A proposal from the Moriches Bay Project to install oyster and clam farms at three sites on Quantuck Bay was tabled last week by the Southampton Town Trustees while the town attorney’s office determines whether the plan is in sync with a recently adopted town aquaculture program.
“When the town attorney says table it, we hit the brakes,” Trustee President Scott Horowitz said following the August 7 Trustees meeting.
The Moriches Bay Project, founded in 2012 by Westhampton Beach resident Laura Fabrizio, has raised and seeded more than 2.5 million oysters into Moriches Bay over its 10-plus year history, according to the nonprofit’s website.
The organization, which has an office in West Hampton Dunes, also offers educational programs that this year featured oyster-farm outings at the West Hampton Dunes Overlook and at Lashley Beach, both located off of Dune Road.
At issue for the town and the Trustees is that the bottomlands are a shared but limited resource with multiple stakeholders — environmentalists, baymen, homeowners, recreational anglers and the like — all vying for access.
“The bay bottoms are owned by the Trustees, and everyone wants their piece of the pie,” Horowitz said, adding that when the town moves to permit one use — i.e., aquaculture — it is often denying access to bottomlands to other groups or persons.
Fabrizio said she was looking forward to continuing to work with the Trustees to implement her organization’s latest plan. “We are at the last stage,” she said, as the organization has been “getting its ducks in a row” for the necessary paperwork that they’ll send to the New York State Department of Environmental Conservation for their consideration.
Once the Trustees vote to green-light her proposal, they’ll issue a letter, said Fabrizio, that will be a part of the paperwork that gets sent to Albany.
“We’re hoping to get that letter soon,” said Fabrizio.
That remains to be seen, as the vote to seed two clam beds and one oyster bed in Quantuck Bay has been tabled “several times,” said Horowitz.
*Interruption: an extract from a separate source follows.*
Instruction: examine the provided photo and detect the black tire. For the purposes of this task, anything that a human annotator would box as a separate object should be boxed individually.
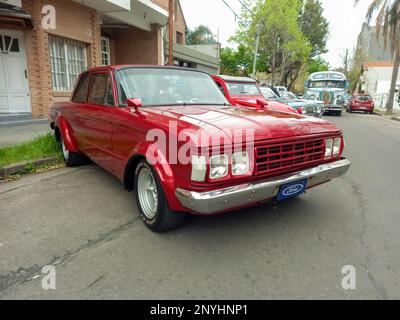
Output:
[135,160,187,232]
[60,137,89,167]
The town attorney’s office, he said, is “not convinced” that the proposal aligns with the town’s aquaculture regulations. And, notwithstanding the organization’s enthusiasm and commitment to the local environment, said Horowitz, “We have to look at what they’re proposing. They have to allow the board and all the other regulatory authorities do their work, and they do take their sweet time. Time and tide wait for no man.”